Filed under: Election 2012, Iran, National Security, Politics, Terrorism, The United States | Tags: Economic Sanctions, Nuclear Terrorism, Terroriosm's Sponsor
In the current Washington climate, there was a rare bipartisan compromise last week, led by Senators Robert Menendez (D-NJ) and Mark Kirk (R-IL) to impose economic sanctions on anyone who does business with the Central Bank of Iran. The Bank pays terrorists and funds the nuclear program. The sanctions passed the Senate 100–0. The Obama Administration claims that the economic sanctions will bring Iran’s nuclear program under control short of war.
The White House supported the sanctions in October after the FBI uncovered an Iranian plot to assassinate the Saudi ambassador in a Washington , D.C. restaurant. Then it changed its mind.
Administration officials now say that if the U.S. closes its financial system to foreign banks that do deals with Iran, then U.S. trading partners might stick with Iran and deprive Americans of their business. Senator Menendez responded: “So we say to financial institutions, do you want to deal with the $300 billion (Iranian)economy, or do you want to deal with a $14 trillion economy. I think that choice is pretty easy for them.” The Wall Street Journal adds:
The Treasury also claims that central-bank sanctions could destabilize Iran’s economy and thus disrupt world oil markets, making prices go up and creating a windfall for Iran, which exports oil.

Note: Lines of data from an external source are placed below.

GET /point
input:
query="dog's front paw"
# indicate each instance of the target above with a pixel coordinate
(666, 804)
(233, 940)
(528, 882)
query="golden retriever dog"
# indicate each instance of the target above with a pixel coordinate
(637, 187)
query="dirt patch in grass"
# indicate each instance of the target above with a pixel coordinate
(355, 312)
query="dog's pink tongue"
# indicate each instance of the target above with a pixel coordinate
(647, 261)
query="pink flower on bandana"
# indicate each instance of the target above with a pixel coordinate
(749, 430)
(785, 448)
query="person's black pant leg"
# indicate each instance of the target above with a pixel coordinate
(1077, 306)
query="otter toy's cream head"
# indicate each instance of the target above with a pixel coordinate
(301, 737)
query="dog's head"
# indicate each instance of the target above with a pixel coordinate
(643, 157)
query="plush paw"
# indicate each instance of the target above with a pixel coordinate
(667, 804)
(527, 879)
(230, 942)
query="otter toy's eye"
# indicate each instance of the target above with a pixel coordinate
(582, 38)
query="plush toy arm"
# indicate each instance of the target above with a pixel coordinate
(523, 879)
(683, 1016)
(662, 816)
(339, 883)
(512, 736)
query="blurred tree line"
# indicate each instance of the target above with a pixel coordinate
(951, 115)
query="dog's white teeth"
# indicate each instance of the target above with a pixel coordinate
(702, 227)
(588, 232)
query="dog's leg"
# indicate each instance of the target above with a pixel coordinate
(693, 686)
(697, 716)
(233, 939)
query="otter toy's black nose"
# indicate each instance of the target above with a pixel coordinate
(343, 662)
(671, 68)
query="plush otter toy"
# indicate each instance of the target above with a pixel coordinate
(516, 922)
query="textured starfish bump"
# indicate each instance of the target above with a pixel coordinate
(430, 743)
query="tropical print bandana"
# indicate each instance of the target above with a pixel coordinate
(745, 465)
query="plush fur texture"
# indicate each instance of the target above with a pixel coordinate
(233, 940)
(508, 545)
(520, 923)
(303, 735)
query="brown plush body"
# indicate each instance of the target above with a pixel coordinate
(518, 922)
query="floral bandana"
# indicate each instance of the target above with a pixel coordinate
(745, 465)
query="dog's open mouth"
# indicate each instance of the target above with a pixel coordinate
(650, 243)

Anything’s possible, but if you fear an oil-price spike, wait until Israel bombs Tehran after it concludes the U.S. isn’t serious about stopping its nuclear plans.
The Senate passed the sanctions anyway, yet now the Administration is trying to water them down in a House-Senate conference on a defense bill. Treasury is asking the conferees to strike the Menendez-Kirk bill’s most important provision, which applies the sanctions to any foreign central bank trading in oil via the Central Bank of Iran. The Administration wants the leeway to choose whether to block such banks from the U.S. financial system, or merely to “impose strict conditions” on them.
The Senate gave the president waiver options in a failed attempt to earn his support. The Senate bill sanctions take effect after 60 days, so the President would have to issue three waivers before the 2012 election — having to answer to the public each time. Treasury would have the sanctions take effect after 180 days, so Mr. Obama would only have to issue one waiver before Election Day.
Goodness, if the sanctions disrupted Iran’s oil exports, it might increase oil prices which in turn might raise the cost of gas at the pump. And that might hurt Mr. Obama’s re-election chances. Americans are very sensitive to the cost of gasoline. Although not as sensitive as they are to a nuclear attack. A nuclear Iran just might hurt his chances of re-election as well.
Quite a demonstration of just what the President’s priorities are.